If the question is protecting the anxious, then there’s nothing to stop them wearing a mask which, if they’re still wearing them in the height of summer, they must be sure gives them 100% protection.
Something tells me ”the anxious” will be on their 7th jab and most likely test themselves as often as they floss. Much like the trans radical harpies the rest of us are expected to affirm and enable their mental health issues.
Slightly off topic but Dr Mike Yeadon has just posted that Mark Sexton’s application for a Judicial Review concerning the Scamdemic has now been accepted. Against the Hallett pantomime the manner in which the law gets broken yet again will be interesting and will certainly indicate the end point of her taxpayer funded bonanza.
The Inquiry is intended to:
The one thing it is not intended to do is challenge the premise that the lockdowns were necessary and justified.
It’s a massively expensive farce.
Surely we must realise that HEALTH, OUR HEALTH is the thing we should be most concerned about. Just like the lone masker I encountered in a large supermarket yesterday; so concerned about his health, that, while wearing his mouth/nose cover he bought half a dozen packets of pork scratchings. Me? I bought half a dozen packets of anti-histamines.

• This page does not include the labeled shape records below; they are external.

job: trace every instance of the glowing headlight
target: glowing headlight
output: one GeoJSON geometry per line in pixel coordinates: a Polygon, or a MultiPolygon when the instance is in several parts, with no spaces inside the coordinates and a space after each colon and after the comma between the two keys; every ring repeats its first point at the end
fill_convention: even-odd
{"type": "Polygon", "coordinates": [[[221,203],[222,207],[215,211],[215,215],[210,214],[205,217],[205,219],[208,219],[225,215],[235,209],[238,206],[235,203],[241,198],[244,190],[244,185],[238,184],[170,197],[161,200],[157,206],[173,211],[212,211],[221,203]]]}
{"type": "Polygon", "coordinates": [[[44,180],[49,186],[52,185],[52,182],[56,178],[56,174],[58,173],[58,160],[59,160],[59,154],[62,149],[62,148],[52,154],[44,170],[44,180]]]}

Yep the security guard in my local Waitrose still wears a mask with nose poking out over the top of course.
Note: staff and visitors. Those in. Herve need not apply (this rule)!!! Isn’t it the whole point of this enquiry? To find out if these stupid rules hinder the whole country and economy, and if those who made the rules are guilty of contempt of freedom plus? And that they broke them as they went along? What a farce!
Another thought – those in charge want to make sure the excess stock of LFT are sold….ad infinitum!
Shut this farce of an enquiry down now and save wasting time and our money. Just by deciding to implement a command to use these waste of time tests, it’s clear this whitewash has already decided what it is going to conclude. Let someone start a proper enquiry chaired by people who know what went wrong like Dr Carl Heneghan, Dr Tom Jefferson, Dr Jay Battachara Prof. Sunetra Gupta and Dr Martin Kullldorff all people who are qualified to advise on the hopelessly useless and disgracefully anti-democratic government’s controls using covid as an excuse. A report from this group of people would have many times more value and cost much less than this pro-government, pro-anti-freedom, rubbish enquiry set up by the government.